Getting used to CPAP - ResMed-Master

Getting used to CPAP or bilevel treatment

How long does it take to get used to therapy equipment? Whether you’re starting CPAP (continuous positive airway pressure) or another PAP therapy for the first time, or switching from a different device, some people adapt quickly, others can take a little longer. If you’re having issues, you don’t need to face them alone – we have plenty of suggestions that could help make the process easier.

When you’re learning to use your new therapy equipment, it’s important to build good habits, stay positive and practise. It’s also worth taking the time to focus on your comfort. Here are a few techniques and tips that could help you get off to a good start.

Breathing against the air flow of a CPAP machine

CPAP therapy uses pressurised air to keep your airways open – the same with all types of PAP, or positive airway pressure, therapy. If this is your first experience of PAP therapy it will probably be an unusual feeling, but it’s something you can get accustomed to with practice.

Start by getting used to the feeling of your CPAP mask on your face, before turning on your machine. Try to relax your breathing: breathe like you do normally when you’re awake. Then practise breathing by using your device during the daytime, for example while you’re relaxing or watching television – just for a few minutes at first if you prefer. Please remember your body will automatically breathe out against the flow of air when you’re sleeping.

If you’ve practised and you still find it difficult to breathe against the air flow, talk to your doctor or healthcare provider. They might suggest using a:

  • ResMed device with a Ramp feature: this gently eases you into therapy by gradually increasing from a low starting pressure to your full therapy pressure. The AirSense 11 AutoRamp can be set to stay low until you fall asleep, which could be useful if you’re struggling to nod off during therapy.
  • ResMed device with SmartStart™ feature: with SmartStart, you don’t need to press the start button. Instead, therapy starts when you put your mask on your face and breathe in, which could help you to acclimatise to therapy and get used to breathing with your mask on.
  • ResMed device with EPR™ (expiratory pressure relief) feature: EPR slightly reduces the pressure when you breathe out, helping to make breathing feel smoother and more natural.
  • ResMed  device with AutoSet™: the AutoSet algorithm automatically adjusts the pressure that you receive throughout the night, so the pressure only increases if and when you need it.
  • ResMed AirCurve 11 device: bilevel machines like the AirCurve 11 provide two levels of air pressure: one for breathing in to keep your airway open and a lower pressure level to help make breathing out easier.

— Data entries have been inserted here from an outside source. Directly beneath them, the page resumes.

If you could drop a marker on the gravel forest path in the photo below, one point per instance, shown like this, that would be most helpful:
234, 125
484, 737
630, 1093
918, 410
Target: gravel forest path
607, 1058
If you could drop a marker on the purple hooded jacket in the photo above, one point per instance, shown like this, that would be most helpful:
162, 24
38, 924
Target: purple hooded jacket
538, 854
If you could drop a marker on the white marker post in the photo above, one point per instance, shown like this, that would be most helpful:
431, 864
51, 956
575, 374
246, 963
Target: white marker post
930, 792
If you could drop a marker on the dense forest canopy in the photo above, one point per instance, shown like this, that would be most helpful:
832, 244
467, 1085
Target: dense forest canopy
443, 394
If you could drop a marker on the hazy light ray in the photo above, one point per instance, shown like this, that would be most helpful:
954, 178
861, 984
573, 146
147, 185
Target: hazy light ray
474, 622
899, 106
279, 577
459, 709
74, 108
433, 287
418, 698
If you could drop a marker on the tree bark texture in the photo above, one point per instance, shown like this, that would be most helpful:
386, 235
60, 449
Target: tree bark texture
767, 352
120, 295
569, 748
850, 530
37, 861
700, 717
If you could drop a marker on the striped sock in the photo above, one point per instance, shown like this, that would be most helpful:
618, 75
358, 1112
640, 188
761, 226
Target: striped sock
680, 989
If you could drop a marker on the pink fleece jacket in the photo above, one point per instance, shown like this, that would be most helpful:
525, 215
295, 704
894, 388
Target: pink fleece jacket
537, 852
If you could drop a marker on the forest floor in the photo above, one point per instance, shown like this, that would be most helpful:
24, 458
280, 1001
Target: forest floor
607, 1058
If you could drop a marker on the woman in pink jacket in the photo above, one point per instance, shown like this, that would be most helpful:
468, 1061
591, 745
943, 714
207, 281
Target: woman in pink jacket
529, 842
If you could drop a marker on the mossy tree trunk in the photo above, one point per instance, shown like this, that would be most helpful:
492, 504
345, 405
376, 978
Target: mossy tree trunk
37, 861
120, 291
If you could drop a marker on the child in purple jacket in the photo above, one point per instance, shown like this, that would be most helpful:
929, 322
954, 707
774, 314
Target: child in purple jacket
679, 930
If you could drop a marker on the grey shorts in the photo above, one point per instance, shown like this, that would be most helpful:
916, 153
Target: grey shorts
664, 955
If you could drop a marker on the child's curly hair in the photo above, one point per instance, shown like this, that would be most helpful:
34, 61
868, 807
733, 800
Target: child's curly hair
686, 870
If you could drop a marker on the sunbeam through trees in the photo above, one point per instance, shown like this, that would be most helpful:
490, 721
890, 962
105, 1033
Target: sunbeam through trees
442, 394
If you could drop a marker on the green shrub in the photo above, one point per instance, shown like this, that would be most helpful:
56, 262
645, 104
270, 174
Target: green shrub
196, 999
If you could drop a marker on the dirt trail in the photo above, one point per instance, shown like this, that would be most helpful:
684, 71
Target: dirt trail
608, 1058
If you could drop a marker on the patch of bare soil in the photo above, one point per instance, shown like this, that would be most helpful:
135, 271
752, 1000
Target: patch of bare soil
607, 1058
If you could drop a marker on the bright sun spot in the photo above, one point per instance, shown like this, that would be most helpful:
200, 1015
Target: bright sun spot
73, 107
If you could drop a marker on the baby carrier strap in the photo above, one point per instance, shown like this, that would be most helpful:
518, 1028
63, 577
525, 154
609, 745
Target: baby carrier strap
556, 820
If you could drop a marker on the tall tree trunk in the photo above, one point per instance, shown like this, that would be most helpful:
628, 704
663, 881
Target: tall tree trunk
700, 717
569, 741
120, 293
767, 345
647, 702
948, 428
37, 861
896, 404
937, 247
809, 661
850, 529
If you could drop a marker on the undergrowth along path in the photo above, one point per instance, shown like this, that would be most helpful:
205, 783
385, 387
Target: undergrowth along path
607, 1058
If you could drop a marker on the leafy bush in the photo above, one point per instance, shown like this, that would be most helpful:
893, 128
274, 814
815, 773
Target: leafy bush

If you’re a front or side-sleeper or tend to move around a lot in the night the type of mask you use can also affect your therapy and comfort. That’s why we design masks to suit your sleeping style. A comfort accessory, such as a CPAP pillow, can also go a long way towards improving the therapy experience for some people.

Adjusting the air’s humidity level

Sometimes you may experience side effects from breathing in dry, cold air from your device. These can include a dry throat and mouth or stuffy nose. A humidifier can help avoid this and make therapy more comfortable1 by adding moisture to the air you breath via a small heated water tub. You can also use heated tubing to warm the air and prevent moisture building up in the tube, which could then run towards your face. You can set the humidity level manually, or if you have a humidifier and heated tubing connected the Climate Control feature can adapt to conditions automatically.

A round purple icon with a drawing of a man sleeping on his side while wearing a mask.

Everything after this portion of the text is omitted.